GPT-4 demonstrates superior performance compared to GPT-3.5 in clinical decision-making for sports surgery and physiotherapy. These findings suggest that advanced AI models can aid in diagnostic accuracy, treatment planning, and rehabilitation strategies. However, AI should function as a decision-support tool rather than a substitute for expert clinical judgment. Future studies should explore the integration of AI into real-world clinical workflows, validate findings using larger datasets, and compare additional AI models beyond the GPT series.

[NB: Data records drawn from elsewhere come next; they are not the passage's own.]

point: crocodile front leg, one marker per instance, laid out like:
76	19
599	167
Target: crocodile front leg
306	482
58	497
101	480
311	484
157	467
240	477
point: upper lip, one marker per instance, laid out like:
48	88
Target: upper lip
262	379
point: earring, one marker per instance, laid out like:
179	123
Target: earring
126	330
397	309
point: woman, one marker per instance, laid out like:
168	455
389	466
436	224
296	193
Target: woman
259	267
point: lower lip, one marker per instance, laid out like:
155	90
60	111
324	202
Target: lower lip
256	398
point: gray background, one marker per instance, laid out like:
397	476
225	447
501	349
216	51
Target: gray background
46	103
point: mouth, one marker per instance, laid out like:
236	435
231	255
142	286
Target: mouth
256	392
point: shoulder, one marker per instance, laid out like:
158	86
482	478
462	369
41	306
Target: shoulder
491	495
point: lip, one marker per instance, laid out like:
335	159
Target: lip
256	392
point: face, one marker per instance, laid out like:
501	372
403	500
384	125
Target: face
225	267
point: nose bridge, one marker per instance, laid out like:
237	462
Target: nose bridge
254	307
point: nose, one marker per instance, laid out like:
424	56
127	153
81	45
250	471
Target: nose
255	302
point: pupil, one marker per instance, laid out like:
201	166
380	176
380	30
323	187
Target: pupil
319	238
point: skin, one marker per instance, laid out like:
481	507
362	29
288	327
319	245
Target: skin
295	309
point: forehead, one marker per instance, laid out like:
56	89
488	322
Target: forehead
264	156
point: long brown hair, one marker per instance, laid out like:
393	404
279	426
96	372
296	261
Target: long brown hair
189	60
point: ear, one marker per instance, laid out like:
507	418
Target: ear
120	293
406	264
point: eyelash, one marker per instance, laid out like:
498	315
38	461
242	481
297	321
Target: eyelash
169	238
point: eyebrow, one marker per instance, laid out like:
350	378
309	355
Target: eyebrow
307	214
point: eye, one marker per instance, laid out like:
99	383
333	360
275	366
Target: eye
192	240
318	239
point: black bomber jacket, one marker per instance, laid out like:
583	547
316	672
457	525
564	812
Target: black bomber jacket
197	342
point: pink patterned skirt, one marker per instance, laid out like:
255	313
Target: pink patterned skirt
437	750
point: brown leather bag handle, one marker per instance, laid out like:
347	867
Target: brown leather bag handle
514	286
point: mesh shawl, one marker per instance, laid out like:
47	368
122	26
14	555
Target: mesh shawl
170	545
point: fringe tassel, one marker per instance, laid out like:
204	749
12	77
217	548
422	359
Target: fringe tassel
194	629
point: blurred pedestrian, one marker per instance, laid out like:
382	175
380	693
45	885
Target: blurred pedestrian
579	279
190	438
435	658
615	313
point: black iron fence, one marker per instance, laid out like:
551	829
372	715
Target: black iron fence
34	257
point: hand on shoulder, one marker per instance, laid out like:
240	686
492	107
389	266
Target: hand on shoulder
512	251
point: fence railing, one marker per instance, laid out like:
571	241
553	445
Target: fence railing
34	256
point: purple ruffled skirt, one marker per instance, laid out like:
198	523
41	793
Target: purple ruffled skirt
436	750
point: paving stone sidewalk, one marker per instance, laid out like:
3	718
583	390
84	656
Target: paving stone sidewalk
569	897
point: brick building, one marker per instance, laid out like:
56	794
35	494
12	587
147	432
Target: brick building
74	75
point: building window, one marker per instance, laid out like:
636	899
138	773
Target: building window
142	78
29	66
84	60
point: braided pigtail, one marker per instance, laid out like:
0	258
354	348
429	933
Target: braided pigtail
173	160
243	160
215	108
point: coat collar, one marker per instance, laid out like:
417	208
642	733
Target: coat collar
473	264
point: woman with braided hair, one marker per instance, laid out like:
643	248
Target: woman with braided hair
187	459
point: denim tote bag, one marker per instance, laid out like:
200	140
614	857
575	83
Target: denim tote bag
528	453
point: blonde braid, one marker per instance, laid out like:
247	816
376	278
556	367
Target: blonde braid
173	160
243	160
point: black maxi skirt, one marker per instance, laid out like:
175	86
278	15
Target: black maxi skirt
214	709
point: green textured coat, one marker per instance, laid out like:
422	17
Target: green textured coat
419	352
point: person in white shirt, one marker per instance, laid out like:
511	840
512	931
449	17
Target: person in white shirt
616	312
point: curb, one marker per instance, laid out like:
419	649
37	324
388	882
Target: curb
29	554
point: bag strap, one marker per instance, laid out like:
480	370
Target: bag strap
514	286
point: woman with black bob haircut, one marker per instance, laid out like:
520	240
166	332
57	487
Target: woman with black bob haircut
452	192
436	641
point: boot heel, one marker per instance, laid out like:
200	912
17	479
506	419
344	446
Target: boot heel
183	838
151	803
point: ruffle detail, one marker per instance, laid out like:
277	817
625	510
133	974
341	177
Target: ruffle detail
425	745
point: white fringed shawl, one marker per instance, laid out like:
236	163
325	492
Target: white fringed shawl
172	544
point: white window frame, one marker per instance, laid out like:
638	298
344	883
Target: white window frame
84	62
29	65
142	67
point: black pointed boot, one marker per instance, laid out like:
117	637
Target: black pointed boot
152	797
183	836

The utilization of artificial intelligence (AI) technologies in healthcare has gained significant momentum in recent years, particularly in clinical decision-making processes [1,2,3,4]. Advances in natural language processing (NLP) technologies have highlighted the potential applicability of large language models (LLMs) like the GPT series in addressing complex tasks such as medical decision-making and patient management. The existing literature demonstrates the promise of AI in improving diagnostic accuracy and optimizing treatment processes across various medical fields. For instance, Lopez et al. (2020) [5] explored AI’s impact in cardiology, while Clark et al. (2024) [6] examined its accuracy in classifying dermatological conditions. However, there is a notable gap in the literature regarding the performance of AI-driven technologies in specialized fields such as sports surgery and physiotherapy, which demand highly specialized expertise.
Sports surgery and physiotherapy are domains characterized by intricate clinical decision-making processes that require expertise in both diagnosis and treatment planning. Accurate diagnosis and effective treatment strategies in these areas not only improve patient outcomes but are also critical for athletes to sustain their professional careers. Despite the growing body of research on AI applications in general medical practice, there remains a lack of comprehensive studies assessing its impact in these niche areas [7,8,9,10,11]. Although some recent studies have investigated AI’s role in musculoskeletal disorders, the extent to which AI can contribute to specific clinical decision-making processes in sports surgery and physiotherapy has not been fully explored [12,13,14,15].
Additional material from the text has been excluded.